A bigger issue is that stepwise regression distorts F statistics,
whether using forward or backward stepwise regression.
An F-statistic to compare nested models has approximately an F
distribution only when the two-models were specified a-priori, not
when one of the models is chosen because it appears best (or worst,
in the case of backward stepwise regression).
As an alternative to stepwise regression, consider least angle
regression / lasso / L1-regularized regression (different ways of
saying the same thing). See the 'glars' package at
http://csan.insightful.com, based on the 'glmpath' package by
Mee Young Park & Trevor Hastie. For background, see
Efron et al, Least Angle Regression, Annals 2004, 32(2), 407-451.

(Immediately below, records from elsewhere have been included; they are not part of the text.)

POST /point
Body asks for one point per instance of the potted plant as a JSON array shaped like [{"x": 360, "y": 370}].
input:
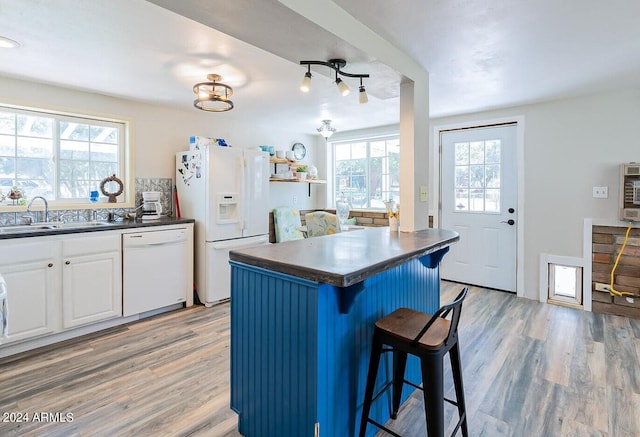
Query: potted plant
[{"x": 302, "y": 172}]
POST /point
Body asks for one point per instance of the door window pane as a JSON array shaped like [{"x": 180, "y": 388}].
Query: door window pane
[{"x": 477, "y": 176}]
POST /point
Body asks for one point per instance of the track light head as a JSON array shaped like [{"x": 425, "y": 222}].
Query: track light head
[
  {"x": 343, "y": 87},
  {"x": 305, "y": 86},
  {"x": 362, "y": 95},
  {"x": 336, "y": 65}
]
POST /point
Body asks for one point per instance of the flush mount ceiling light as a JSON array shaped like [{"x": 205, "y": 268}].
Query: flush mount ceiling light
[
  {"x": 213, "y": 96},
  {"x": 337, "y": 65},
  {"x": 8, "y": 43},
  {"x": 325, "y": 129}
]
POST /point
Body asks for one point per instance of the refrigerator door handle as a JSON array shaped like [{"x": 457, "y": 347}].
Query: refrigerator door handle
[{"x": 244, "y": 200}]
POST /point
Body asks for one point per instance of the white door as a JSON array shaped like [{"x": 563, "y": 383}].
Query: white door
[
  {"x": 479, "y": 200},
  {"x": 224, "y": 179},
  {"x": 255, "y": 197}
]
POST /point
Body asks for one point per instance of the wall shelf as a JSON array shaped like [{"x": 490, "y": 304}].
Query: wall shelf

Regarding the reviewer's point - you could construct examples where
starting with the full model is better. If n is much larger than p
I would do so (except that I'd use lasso instead).
Tim Hesterberg
>I used the following table to show the significant terms in a GLM model in my
>paper. One reviewer made the following comment:
>"Look at the folumn of DF it looks like the model was fitted useing step-wise
>regression. This distorts the F-statistics since these woudl be F-to-ennter. A
>more appropriate F would be to start with the full model and calculate F to
>delete one at a time. This would mean the error residuals are always estimated
>using the full model".
>
>I did this analysis quite some time ago and lost all the codes due to my
>relacation. My question is when fitting GLMs, can we choose to start with a
>null model or a full model? Does this really make differences? Thank you so
>much for your help.
>
>Regards,
>
>Yiwu
|